Thursday, January 12, 2012

book review: Child of God by Cormac McCarthy

"It was quiet in the room. After a while the man behind his desk lowered his hands and folded them in his lap. Mr Ballard, he said. You are either going to have to find some other way to live or some other place in the world to do it."

What you get with McCarthy is a world that is undefined. You don't get the specifics of time, the lack of quotation marks means speech blurs into thoughts and actions and it's not always clear where the line between wrong and right starts and ends.

The result is a reading experience that challenges you to stick with a main character who over time becomes a serial killer and a necrophiliac. Lester Ballard is introduced as a man about to lose his home to auction. After that he becomes a wanderer and lives in a shack until he stumbles across a couple that have committed suicide in a car. Their last act before the fumes overtook them was to make love and it is the naked couple that Ballard discovers.

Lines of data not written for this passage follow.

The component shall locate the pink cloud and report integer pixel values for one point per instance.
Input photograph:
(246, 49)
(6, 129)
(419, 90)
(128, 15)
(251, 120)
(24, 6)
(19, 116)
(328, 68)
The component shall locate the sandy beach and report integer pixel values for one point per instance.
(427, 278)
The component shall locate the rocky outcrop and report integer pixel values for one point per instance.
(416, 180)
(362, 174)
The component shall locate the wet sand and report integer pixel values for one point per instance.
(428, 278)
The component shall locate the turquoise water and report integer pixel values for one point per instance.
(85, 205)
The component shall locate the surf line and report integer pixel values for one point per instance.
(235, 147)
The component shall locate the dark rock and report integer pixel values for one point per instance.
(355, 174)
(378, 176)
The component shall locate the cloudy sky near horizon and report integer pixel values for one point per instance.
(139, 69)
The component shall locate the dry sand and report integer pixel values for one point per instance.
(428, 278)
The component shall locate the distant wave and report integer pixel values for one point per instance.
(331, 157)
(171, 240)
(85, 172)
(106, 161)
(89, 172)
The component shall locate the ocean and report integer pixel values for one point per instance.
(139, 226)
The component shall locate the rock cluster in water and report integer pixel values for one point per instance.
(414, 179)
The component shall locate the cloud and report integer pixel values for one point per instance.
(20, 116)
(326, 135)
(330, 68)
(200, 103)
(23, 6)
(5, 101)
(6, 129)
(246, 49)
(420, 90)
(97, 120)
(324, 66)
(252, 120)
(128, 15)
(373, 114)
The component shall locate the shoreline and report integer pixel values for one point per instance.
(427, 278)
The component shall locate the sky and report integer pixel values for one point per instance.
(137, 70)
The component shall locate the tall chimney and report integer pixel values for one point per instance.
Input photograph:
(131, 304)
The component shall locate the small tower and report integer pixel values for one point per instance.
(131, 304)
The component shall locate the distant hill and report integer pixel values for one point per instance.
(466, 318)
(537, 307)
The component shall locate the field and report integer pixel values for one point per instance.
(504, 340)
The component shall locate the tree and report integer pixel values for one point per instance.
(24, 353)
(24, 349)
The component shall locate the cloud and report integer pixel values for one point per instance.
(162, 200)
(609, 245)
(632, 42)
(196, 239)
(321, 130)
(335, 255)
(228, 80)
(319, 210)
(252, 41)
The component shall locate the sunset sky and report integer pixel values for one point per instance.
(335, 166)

You can tell he is struggling to control his emotions as he goes to and from the car stealing money, drink and eventually after several return visits entering new dark territory by stealing the female corpse. This becomes his possession both sexually and in terms of company as he dresses her and lies with her by the fireside in his shack.

Accused wrongly of rape a spell in jail reintroduces Ballard to the local law enforcement and you sense he will meet them again later as his killing spree grows.

He doesn't stumble across a couple dead in a car again so he has to put the death into the situation shooting out with his rifle and taking the female corpses back to a cave he lives in after his shack burns down.

As he slides into madness and starts wearing female clothes he becomes even more isolated from reality. This is deepened by deep snows, then a flood which cuts Ballard off from the town. That gives the madness time to take hold but his luck runs out when he tries to shoot the owner of his old home and comes off second best in a rifle versus shotgun fight.

But Ballard never quite faces up to his crimes and just as in other McCarthy novels the question of whether he should have felt guilt is one that the reader is left to wrestle with.



"You think people was meaner then than they ware now? the deputy said.
The old man was looking out at the flooded town.
No, he said. I don't. I think people are the same from the from the day God first made one."


Although very readable this is not a pretty work of fiction in terms of subject matter and the images you are left with are earth, caves, corpses, rifles and the worse kind of sex. I'm trying to work out quite what enjoying this read means about me.